Whether a change of things exceeds the measure or not is the fundamental hallmark of the distinction between quantitative and qualitative change. Quantitative and qualitative change are interconnected and transform into each other under certain conditions. First, quantitative change is the necessary preparation for qualitative change. The change of anything has a process of accumulation of quantitative change. Without the accumulation of quantitative change, qualitative change will not occur. Second, qualitative change is the necessary result of quantitative change. A purely quantitative change cannot last forever, and a certain degree of quantitative change will inevitably bring about a qualitative change. Third, quantitative change and qualitative changes are interpenetrating. On the one hand, in the process of a total quantitative change, there are stages and partial qualitative changes; on the other hand, in the process of qualitative change, there is also a contraction in quantity of the old quality and an expansion in quantity of the new quality.

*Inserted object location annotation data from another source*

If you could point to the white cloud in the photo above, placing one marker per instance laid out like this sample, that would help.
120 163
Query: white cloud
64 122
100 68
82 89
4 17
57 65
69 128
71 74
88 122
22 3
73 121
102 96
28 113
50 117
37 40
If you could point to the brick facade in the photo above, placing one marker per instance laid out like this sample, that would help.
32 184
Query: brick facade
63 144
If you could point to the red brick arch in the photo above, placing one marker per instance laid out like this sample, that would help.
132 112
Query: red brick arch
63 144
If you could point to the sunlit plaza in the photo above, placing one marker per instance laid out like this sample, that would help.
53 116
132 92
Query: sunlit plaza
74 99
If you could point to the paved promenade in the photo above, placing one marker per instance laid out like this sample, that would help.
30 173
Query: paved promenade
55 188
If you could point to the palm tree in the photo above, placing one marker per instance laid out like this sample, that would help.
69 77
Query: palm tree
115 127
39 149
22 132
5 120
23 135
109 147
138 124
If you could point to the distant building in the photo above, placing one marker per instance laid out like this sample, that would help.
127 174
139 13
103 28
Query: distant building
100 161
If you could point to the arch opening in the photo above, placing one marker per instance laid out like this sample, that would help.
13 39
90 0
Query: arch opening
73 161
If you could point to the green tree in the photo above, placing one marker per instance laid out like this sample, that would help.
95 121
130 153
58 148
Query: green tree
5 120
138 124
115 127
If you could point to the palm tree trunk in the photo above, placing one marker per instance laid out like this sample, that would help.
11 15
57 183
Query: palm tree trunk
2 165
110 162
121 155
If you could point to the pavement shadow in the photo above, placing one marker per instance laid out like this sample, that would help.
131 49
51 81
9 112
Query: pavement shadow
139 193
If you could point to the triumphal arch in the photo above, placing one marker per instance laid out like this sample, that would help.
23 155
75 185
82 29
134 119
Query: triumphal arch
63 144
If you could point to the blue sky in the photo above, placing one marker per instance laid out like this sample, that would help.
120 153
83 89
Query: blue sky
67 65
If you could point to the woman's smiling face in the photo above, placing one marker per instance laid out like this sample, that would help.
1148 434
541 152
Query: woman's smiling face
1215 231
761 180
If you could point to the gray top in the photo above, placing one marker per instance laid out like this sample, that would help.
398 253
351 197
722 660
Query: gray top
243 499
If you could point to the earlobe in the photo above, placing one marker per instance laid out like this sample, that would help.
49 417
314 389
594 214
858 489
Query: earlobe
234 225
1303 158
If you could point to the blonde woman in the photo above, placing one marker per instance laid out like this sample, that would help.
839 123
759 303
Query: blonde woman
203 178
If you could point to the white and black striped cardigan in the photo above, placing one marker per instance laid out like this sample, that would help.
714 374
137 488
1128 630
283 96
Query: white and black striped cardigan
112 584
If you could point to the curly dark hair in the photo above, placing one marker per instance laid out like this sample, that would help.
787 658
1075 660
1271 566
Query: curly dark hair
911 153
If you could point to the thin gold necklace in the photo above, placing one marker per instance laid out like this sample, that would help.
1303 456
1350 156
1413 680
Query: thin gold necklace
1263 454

The dialectical relation between quantitative change and qualitative change shows that the development of things always first begins with quantitative change. When the quantitative change reaches a critical point beyond the measure, it leads to a qualitative change, which is the process from quantitative change to qualitative change; qualitative changes bring about a new quantitative change, which is a process from qualitative change to quantitative change. The development of things is an infinite cycle repeating itself from quantitative change to qualitative change, and from qualitative change to a new quantitative change, an evolutionary process from the lower to the higher, from simple to complex.